Время шло, снова оживилась торговля. Вокруг то и дело заключали пари, обсуждали атлетов и их шансы на победу, вспоминали прошлые игры…
Наконец из Альтиса появилась процессия и направилась к булевтерию. У статуи Зевса зазвучали слова клятв, почти неслышные толпе, которая сопровождала их приветственными криками. Когда основная церемония дня подошла к концу, люди разбрелись по палаточному городку, чтобы перекусить и отдохнуть.
После обеда Гектор с Клеантом по совету Праксидама отправились посмотреть на тренировки. В центре гимнасия – огромной песчаной площадки, окружённой колоннадой, – шла борьба, хотя было очевидно: бой тренировочный. За боем наблюдал настоящий великан, словно высеченный из камня; его мускулы играли под бронзовой кожей, будто он и сам боролся.

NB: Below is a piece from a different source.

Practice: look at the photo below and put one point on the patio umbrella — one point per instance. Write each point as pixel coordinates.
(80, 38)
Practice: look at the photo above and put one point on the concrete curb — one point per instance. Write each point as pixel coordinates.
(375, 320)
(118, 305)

– Это Милон, – давешний знакомый из Милета, Меарон, восхищённо, как мальчишка, уставился на знаменитого борца. – Сейчас он порвёт верёвку, смотрите!
Гектор не сразу понял, что имеет в виду Меарон, но через мгновение подметил: голова Милона обтянута верёвкой, лицо побагровело и налилось кровью, вены на шее вздулись от невероятного напряжения. Группа зевак с интересом наблюдала за процессом, громко выражая поддержку; кое-кто, явно заключив пари, сильно переживал за исход сражения.
Гектор присоединился к приветственным крикам, а когда верёвка лопнула, радостно завопил вместе со всеми. Клеан был более сдержан, хотя сила атлета поразила и его.
На этом развлечение не закончилось. Милон вытянул перед собой руку, поставив ладонь ребром – большой палец смотрел вверх, остальные пальцы были плотно прижаты друг к другу.
– Хотите доказать свою силу? – крикнул он. Его голос без труда перекрыл вопли собравшихся. – Предлагаю желающим отогнуть мизинец.
Желающие нашлись, но все попытки закончились ничем. Милон стоял, как вкопанный, и даже зевнул, когда вездесущий Гектор уцепился за его мизинец и, подобрав ноги, повис в воздухе, держась за палец. Вскоре Милон улыбнулся мальчику и сказал:
– Ну, довольно, мне пора немного размяться.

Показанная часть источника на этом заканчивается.